Dams are the most ecologically damaging to river systems of all the hydro-electricity options. Hydro-electricity is one of the most damaging of renewable electricity options. The irreversibility of effects on a river system (i.e. the river’s capacity is not sustained) can be juxtaposed against appropriately sited and constructed other options, i.e. wind farms, potential tidal opportunities. The wind flows through the turbines, and is largely unaltered by this experience, it has not been impounded. It does mean that issues like bird flight paths and micro climates need to be considered. With tidal opportunities, once again the water is not impounded, and provided it does not affect the paths of marine species (i.e. they can pass safely), and respects local habitat, then it may be suitable. Of course everything has to be taken in context.

The obvious answers are:
• Better integration of the electricity market so that it addresses matters of conservation and efficiency as priorities – and reduces competition and the need for ‘growth’ as end targets
• Better accounting models for the effects of our energy production to include the cost to the natural environment
• A model of sustainability that recognises the limits to growth incorporated into decision making on the environment, e.g. through the RMA and other relevant legislation
• Recognition of the importance of our indigenous biodiversity and natural features in terms of continued threats, increased losses, ongoing species extinctions and decline. 

 For more information on Energy Solutions, see here 

11. Another of the reasons why rivers are being dammed is to store water for irrigation. What’s wrong with that?
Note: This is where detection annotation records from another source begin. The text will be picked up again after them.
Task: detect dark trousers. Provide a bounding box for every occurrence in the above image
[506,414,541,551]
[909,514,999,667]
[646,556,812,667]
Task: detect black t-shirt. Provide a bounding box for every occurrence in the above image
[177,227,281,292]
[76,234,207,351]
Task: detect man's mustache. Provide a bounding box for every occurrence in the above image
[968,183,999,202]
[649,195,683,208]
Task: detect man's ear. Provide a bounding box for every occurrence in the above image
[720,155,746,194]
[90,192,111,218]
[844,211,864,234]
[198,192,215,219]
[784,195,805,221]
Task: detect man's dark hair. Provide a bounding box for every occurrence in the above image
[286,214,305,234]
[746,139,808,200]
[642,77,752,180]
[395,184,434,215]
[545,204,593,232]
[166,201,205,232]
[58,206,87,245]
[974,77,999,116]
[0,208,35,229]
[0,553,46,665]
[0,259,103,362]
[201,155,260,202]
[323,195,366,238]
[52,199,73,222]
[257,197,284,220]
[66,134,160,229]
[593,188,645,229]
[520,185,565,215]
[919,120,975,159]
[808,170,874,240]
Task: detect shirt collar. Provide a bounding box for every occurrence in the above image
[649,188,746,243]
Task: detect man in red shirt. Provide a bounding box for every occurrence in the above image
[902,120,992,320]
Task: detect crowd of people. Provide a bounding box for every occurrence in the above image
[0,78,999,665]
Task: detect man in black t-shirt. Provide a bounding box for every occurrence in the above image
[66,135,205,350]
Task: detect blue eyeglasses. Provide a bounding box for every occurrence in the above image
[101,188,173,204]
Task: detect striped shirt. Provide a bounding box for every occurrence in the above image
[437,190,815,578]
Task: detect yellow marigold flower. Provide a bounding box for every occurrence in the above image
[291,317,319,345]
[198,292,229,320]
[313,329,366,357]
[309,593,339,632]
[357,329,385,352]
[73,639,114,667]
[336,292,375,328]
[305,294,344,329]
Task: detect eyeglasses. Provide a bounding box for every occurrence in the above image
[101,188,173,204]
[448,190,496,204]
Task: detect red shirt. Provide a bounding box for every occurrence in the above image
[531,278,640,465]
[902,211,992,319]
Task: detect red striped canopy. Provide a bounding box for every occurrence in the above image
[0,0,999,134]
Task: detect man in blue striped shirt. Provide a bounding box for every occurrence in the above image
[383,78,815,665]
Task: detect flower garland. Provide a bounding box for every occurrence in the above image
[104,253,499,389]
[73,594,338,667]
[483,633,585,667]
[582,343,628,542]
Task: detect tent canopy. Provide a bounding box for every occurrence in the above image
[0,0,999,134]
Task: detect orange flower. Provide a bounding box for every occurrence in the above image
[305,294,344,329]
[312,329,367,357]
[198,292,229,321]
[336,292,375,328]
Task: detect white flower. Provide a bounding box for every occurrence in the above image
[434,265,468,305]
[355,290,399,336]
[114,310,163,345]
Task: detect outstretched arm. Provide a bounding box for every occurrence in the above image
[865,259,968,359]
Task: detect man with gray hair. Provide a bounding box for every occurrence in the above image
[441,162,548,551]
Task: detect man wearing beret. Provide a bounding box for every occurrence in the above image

 Storage of water for future use is a sound premise. It is good practice and helps supports our capacity to provide food for ourselves and our animals. The problem with water storage for irrigation is about how it is done and what the end use is. Destroying ecosystems to provide for water storage is ecological damage. Many people look at flood waters flowing out to sea and cry ‘waste’! These flood flows are essential dynamic processes that replenish our coasts, cleanse our rivers of weeds and provide fresh habitats for river birds and fish. The effects of dams are well documented, therefore any water storage systems should take into account the surrounding environment and what is needed to sustain it. Some water can be stored in other systems, e.g. the restoration and protection of wetlands. Some water storage areas can be created on farm and provide for renewed habitat. However, in New Zealand, water is often stored to be used in farming practices that have become increasingly unsustainable. The demand for water in some areas, like Canterbury, is higher than the river can provide after ensuring the protection of the ecosystems on which it depends. Because of the high value placed on farmland, the farming sector is very reluctant to look at storing water on farm properties, and instead look to the foothills and gorges of the high country – often within public conservation land. They fail to see the value and importance of these places as habitats for our biodiversity. Dams used for irrigation also have very large fluctuations in the reservoir level. During the winter months the demand for water is negligible, but in summer, after a dry period of a few months, the reservoir will be almost empty – creating a dust bowl in an increasingly arid countryside.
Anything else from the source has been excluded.